Baylor College of Medicine
Houston, United States
Kyle Eagen, Ph.D. is an Assistant Professor and CPRIT Scholar in Cancer Research at Baylor College of Medicine. He received his B.S. degree in Biological Sciences with a concentration in Biochemistry from Cornell University where he investigated the rapid chemical kinetics of neurotransmitter receptors in the laboratory of Dr. George Hess. He obtained his Ph.D. in Biophysics from Stanford University where he worked with Dr. Roger Kornberg studying chromatin and chromosome structure. After completing graduate training, Dr. Eagen began his independent career in 2017 as the inaugural Feinberg Fellow at the Northwestern University Feinberg School of Medicine within the Department of Biochemistry and Molecular Genetics. In 2021, he joined Baylor College of Medicine as an Assistant Professor in the Department of Molecular and Cellular Biology.

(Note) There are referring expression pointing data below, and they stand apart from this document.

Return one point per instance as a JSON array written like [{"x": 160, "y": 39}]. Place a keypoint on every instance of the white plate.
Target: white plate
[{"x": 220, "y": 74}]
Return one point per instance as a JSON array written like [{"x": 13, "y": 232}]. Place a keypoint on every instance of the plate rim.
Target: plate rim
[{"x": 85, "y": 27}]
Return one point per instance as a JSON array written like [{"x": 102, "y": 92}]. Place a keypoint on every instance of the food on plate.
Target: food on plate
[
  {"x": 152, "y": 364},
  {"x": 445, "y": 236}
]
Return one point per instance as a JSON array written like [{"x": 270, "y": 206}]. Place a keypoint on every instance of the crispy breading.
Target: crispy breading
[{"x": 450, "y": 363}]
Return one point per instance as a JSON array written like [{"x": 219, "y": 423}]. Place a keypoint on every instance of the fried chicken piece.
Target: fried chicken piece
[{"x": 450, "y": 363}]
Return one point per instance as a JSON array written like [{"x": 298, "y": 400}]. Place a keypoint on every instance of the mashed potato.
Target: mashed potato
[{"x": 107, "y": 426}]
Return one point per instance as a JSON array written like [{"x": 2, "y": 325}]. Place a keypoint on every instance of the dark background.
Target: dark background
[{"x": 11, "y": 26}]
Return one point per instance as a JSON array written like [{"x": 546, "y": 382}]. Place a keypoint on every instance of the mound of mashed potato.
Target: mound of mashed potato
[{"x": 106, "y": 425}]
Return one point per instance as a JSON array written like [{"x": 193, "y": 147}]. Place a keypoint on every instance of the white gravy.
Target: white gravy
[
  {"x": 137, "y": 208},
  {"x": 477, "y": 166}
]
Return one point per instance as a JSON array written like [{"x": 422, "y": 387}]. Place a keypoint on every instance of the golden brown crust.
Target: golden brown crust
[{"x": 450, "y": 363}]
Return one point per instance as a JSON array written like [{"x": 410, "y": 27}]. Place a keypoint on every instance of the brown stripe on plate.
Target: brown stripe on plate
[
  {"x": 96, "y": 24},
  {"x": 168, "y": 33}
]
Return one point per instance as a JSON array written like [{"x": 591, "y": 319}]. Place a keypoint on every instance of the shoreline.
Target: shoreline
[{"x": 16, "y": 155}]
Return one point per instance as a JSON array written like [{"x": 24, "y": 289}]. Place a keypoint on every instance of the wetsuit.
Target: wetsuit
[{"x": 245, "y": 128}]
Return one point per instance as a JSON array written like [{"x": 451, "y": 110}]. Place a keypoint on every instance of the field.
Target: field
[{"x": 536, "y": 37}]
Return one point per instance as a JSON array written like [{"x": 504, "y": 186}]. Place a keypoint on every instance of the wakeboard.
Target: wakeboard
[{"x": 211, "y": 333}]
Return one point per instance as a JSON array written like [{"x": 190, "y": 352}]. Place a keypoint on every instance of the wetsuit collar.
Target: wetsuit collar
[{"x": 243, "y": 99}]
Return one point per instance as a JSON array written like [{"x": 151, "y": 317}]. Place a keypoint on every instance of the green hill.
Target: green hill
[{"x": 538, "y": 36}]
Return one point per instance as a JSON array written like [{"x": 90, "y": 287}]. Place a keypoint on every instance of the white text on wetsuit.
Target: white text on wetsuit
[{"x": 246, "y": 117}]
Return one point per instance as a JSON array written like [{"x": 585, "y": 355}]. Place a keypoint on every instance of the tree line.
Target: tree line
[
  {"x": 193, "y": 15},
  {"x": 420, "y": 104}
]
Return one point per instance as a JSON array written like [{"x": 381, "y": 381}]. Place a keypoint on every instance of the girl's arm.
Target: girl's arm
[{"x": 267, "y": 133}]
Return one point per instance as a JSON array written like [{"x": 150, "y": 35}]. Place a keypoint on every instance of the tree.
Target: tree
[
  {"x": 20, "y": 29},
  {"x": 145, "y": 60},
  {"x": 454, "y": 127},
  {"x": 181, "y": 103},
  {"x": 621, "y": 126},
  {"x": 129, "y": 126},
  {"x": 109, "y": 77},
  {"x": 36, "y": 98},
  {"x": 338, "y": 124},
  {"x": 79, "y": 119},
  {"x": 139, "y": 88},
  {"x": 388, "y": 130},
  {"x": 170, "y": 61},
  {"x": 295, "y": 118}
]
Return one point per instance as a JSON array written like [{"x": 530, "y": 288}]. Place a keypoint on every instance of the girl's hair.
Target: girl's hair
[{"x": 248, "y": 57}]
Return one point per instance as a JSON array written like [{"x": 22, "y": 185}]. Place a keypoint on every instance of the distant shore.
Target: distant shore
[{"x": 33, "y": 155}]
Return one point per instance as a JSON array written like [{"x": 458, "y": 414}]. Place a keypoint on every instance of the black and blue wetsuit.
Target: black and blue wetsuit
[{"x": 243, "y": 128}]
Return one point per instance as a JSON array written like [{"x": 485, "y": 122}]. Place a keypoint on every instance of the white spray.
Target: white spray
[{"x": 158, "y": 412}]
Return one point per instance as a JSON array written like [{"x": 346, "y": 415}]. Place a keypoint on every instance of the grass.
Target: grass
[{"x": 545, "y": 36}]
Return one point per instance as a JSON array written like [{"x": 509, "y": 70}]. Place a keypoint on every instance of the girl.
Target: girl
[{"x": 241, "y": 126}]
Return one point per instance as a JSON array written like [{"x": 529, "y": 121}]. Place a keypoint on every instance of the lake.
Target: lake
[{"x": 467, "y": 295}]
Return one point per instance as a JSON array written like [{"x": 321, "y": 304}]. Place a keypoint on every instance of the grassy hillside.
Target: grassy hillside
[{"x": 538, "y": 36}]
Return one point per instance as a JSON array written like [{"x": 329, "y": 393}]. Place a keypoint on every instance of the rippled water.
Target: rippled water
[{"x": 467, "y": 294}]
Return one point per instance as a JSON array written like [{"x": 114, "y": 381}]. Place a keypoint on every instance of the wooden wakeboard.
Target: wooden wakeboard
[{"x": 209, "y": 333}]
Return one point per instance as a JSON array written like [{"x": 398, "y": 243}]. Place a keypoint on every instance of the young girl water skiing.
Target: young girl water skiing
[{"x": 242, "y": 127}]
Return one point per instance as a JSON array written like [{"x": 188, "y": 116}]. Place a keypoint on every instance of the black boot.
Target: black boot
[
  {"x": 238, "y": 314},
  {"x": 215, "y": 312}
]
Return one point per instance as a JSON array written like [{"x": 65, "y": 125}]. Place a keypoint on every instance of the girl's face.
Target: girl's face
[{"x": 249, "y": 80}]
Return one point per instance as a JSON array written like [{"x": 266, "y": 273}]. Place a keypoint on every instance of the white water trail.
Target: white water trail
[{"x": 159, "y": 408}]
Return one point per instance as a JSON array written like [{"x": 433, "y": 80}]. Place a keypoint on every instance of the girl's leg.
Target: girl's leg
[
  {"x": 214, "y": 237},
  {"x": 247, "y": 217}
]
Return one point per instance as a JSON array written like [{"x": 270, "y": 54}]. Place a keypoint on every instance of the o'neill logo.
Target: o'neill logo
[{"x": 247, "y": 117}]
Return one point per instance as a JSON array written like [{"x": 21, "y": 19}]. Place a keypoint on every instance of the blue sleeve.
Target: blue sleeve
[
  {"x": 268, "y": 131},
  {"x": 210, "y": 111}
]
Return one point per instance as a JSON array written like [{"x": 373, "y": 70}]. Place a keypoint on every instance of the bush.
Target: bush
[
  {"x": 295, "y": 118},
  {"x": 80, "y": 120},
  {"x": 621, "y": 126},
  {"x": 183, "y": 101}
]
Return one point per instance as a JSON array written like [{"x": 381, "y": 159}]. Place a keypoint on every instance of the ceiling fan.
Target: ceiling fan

He is a recipient of a 2017 NIH Director's Early Independence Award and was named a CPRIT Scholar in Cancer Research in 2021. The Eagen Lab combines concepts and approaches from biochemistry with methods and analytical tools from cell biology, molecular biology, pharmacology, genomics, and computational biology to determine how the three-dimensional structure of chromosomes regulates gene expression. His laboratory has revealed fundamental principles of how the spatial segregation of chromatin into distinct regions, or compartments, of the nucleus imparts biological function and how this compartmentalization goes awry in disease. His long-term goal is to develop pharmacological intervention of aberrant chromatin structure as a novel therapeutic approach for disease treatment.